Hochanda TV: Harnessing the power of crowdfunding
Starting off in business with very little capital to invest shouldn’t be a deterrent to the impassioned hobbyist looking to turn their interests into a lucrative business. You just have to find creative new ways to generate startup funding. With crowdfunding platforms, great ideas are rewarded by the wider public who want to see your creation come to reality.
Passionate arts and crafts hobbyists, Paul Wright and Val Kaye, founded Hochanda TV in 2013. They wished to create a one-stop-shop for all things creators need, but they didn’t have the capital to get it off the ground. Through creating a startup fundraising campaign on Crowdcube, the team was able to attract a lot of interest from fellow hobbyists. To date, Paul and Val have managed to raise $2,558,988 through equity-based crowdfunding, offering 16.8% equity in exchange for the funds.
For businesses looking to harness the power of crowdfunding, take a look at this previous article on determining which fundraising strategy is best for your new business, signing away business equity, or offering another type of reward to those who invest.
Black Milk Clothing: Using brand ambassadors
In getting the wider internet community to share your passions, businesses can boost their overall sales with surprisingly little monetary investment in marketing activities. Jame Lillis, founder of Black Milk Clothing, used brand ambassadors sourced from sites like Instagram in the beginning stages of his company’s development.

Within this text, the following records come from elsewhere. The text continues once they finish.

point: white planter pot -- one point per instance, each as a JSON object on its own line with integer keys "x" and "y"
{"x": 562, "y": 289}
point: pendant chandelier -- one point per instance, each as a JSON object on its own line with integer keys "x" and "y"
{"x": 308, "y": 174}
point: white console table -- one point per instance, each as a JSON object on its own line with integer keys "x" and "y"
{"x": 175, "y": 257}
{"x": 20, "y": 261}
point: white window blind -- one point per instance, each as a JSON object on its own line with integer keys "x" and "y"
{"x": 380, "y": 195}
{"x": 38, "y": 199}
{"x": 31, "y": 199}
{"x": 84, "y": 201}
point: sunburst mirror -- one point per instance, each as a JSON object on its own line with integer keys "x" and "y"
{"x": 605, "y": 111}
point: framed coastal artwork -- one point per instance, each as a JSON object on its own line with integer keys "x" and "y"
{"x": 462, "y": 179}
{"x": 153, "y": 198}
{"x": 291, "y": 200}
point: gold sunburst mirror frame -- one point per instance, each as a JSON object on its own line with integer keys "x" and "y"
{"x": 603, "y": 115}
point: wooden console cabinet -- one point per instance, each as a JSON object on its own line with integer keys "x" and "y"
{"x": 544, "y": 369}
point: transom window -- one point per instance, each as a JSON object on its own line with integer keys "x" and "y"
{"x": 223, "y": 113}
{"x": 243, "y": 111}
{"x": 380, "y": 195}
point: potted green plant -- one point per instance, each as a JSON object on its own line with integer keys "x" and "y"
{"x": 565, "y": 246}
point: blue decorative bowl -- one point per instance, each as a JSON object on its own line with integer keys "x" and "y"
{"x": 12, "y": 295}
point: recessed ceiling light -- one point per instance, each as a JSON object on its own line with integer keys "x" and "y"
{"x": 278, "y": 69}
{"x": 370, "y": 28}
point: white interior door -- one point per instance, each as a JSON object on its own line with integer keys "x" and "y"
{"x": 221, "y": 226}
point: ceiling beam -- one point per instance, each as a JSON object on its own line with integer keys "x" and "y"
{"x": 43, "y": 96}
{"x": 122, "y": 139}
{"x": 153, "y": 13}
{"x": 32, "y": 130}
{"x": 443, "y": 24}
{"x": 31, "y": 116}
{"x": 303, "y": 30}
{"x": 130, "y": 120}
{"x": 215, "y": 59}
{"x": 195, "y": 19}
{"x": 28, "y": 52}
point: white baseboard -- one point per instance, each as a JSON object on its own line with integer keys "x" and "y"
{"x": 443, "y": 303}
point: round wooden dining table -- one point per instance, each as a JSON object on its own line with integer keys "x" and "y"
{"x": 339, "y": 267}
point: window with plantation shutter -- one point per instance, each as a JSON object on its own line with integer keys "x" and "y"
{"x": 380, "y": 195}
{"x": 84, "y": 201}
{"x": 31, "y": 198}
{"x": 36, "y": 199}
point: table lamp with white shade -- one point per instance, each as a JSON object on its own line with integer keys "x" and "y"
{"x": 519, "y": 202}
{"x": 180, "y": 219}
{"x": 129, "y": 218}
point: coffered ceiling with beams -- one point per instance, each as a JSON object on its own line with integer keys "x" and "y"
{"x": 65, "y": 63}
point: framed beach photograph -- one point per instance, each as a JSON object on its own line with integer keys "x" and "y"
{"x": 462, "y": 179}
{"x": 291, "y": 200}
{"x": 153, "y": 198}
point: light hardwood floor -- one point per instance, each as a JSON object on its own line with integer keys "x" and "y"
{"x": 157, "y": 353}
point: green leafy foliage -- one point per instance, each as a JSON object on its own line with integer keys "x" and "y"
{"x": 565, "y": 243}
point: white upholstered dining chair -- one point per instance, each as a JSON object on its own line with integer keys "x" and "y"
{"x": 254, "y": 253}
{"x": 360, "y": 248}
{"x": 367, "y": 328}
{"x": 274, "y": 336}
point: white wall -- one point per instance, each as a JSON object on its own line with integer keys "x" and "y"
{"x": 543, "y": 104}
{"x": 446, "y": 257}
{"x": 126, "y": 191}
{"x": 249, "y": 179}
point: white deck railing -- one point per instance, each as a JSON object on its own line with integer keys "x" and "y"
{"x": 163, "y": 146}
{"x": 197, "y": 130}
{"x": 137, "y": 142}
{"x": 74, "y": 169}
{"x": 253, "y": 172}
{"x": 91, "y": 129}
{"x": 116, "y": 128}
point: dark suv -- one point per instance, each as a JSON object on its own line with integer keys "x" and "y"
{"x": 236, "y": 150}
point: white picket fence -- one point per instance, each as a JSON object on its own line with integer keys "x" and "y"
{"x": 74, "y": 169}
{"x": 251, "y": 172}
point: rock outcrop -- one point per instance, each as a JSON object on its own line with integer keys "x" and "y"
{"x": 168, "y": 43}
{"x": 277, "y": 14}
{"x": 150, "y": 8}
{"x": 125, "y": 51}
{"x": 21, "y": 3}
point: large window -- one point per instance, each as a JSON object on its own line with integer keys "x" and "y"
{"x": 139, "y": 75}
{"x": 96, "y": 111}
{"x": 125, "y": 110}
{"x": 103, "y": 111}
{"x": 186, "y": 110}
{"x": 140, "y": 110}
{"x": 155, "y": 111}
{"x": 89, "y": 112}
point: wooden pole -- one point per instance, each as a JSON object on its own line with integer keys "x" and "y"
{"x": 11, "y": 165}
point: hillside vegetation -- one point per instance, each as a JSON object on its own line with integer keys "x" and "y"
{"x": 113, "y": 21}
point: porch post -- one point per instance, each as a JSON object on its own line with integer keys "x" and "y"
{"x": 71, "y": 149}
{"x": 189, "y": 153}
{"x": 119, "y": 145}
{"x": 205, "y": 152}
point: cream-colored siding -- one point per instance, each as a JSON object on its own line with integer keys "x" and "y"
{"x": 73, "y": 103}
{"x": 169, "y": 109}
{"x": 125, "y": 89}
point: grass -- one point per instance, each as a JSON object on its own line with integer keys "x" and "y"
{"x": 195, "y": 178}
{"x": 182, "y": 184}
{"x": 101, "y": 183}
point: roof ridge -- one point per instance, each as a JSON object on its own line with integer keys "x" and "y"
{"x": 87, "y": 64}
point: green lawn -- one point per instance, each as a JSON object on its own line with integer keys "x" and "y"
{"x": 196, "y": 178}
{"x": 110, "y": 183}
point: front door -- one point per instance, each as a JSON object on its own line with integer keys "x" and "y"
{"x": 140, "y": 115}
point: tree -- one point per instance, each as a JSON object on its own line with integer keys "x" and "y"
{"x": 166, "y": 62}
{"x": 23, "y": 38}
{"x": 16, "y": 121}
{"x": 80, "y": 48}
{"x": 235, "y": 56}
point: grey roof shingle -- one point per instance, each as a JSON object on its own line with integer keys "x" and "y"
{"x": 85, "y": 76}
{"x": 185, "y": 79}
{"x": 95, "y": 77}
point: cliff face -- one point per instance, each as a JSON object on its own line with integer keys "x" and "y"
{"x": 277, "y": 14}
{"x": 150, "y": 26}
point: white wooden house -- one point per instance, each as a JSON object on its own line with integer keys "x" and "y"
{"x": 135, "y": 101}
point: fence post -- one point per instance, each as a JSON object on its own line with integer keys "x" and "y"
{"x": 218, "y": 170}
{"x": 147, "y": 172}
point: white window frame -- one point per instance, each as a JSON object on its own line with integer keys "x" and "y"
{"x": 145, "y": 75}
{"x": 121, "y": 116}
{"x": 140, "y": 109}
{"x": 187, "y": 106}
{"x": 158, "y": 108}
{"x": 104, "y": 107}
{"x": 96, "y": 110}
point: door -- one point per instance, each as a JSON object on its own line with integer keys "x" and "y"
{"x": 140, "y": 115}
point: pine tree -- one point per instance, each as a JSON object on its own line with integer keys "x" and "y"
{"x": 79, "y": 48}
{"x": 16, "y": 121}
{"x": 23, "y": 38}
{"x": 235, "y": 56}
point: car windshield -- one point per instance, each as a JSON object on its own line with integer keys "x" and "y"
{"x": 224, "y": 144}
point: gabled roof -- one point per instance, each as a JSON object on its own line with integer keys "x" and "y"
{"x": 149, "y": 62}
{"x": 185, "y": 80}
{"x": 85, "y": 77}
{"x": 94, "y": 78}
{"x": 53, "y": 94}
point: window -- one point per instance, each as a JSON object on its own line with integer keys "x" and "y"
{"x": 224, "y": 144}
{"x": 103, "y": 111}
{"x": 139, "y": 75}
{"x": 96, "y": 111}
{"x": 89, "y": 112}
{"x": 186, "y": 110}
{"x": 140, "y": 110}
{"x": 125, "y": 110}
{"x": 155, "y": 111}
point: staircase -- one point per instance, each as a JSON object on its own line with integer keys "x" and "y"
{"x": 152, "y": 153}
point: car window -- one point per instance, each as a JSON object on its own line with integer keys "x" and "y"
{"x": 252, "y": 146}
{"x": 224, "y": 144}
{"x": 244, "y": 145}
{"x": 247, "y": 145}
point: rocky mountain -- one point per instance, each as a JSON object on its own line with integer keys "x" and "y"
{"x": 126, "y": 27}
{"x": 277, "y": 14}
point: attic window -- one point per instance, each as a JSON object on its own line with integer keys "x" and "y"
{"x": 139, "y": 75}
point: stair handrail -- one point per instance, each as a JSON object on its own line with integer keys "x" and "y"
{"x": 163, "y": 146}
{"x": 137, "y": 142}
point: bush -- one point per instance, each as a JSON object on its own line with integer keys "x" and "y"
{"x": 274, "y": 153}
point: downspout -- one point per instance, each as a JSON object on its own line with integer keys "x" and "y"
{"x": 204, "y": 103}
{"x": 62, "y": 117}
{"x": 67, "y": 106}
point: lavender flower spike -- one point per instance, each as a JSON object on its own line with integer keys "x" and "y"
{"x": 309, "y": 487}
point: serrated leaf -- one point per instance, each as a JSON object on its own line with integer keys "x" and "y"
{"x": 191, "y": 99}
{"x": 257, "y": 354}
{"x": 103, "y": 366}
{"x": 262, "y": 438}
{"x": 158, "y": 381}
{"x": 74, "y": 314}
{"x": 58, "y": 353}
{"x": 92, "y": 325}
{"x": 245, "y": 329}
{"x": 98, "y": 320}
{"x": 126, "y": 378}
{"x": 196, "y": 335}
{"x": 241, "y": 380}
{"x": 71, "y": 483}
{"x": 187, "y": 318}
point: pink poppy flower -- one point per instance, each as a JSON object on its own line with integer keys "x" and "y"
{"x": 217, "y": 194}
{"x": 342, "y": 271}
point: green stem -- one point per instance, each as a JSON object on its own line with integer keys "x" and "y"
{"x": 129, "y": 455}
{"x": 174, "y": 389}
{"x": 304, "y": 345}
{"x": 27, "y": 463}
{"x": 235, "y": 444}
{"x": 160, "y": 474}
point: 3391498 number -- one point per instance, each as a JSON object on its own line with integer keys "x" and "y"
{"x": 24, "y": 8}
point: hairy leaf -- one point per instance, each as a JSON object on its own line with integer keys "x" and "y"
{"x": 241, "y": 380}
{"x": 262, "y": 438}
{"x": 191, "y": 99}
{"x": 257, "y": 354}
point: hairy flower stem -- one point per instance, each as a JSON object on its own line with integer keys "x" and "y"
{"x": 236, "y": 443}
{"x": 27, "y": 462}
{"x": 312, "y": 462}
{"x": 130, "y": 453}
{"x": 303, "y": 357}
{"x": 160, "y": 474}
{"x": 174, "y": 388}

Attracting social media followers through user-generated content and influencer marketing campaigns is wholly possible, even for businesses with a minuscule budget for marketing activities. Controlling your social media ad spend to target highly relevant audience demographics, for instance, can allow you to experiment and switch until you find online communities that can shoulder some of the promotional duties with you, such as sharing pictures and positive reviews.
Cheeky Chunk: Multichannel selling
Patrick Doshi, the founder of Cheeky Chunk umbrellas, knew that he had some eye-catching umbrella designs up his sleeve. He wanted to set up an e-commerce store as a means of getting away from his day job. However, he knew that if his site was going to get noticed, he would have to use some clever sales tactics to get his umbrellas seen by millions of potential customers.
Setting up shop on online marketplaces like Amazon, Flipkart and Snapdeal gave Patrick the means of targeting these new customers where they were already browsing. In doing his best to optimize the product search algorithms on each marketplace, he was able to generate over $50,000 in just a few months.
As well as setting up your own online store, subscription-based e-commerce services allow you to connect your alternative marketplace listings and control everything from shipping and stock levels to accounting and bookkeeping, all from one dashboard.
TechGirlz: Doing more for less
Tracy Welson-Rossman, the founder of the not-for-profit company TechGirlz, kept her eyes on the prize when starting out her business venture by doing as much as she could to promote her cause for less in the early stages.
Luckily, Tracy was working in a job where she could take her ideas for her passion project to work with her. She launched Techgirlz to encourage young girls to study computing. Through an in-depth editorial content calendar, Tracy was able to spread awareness without the need for a hefty upfront investment to get her non-profit venture off the ground.
For entrepreneurs looking to build audience awareness with very little working capital, a solid content marketing strategy can help you get the word out and make people compelled to take notice of your passion project – even while you just starting out.
Turning your passion project into a profitable business requires a huge amount of dedication and smart strategizing – especially if you are starting out employed within another company. However, working effectively with what little cash you have can help you start generating the profits you need to expand, fast.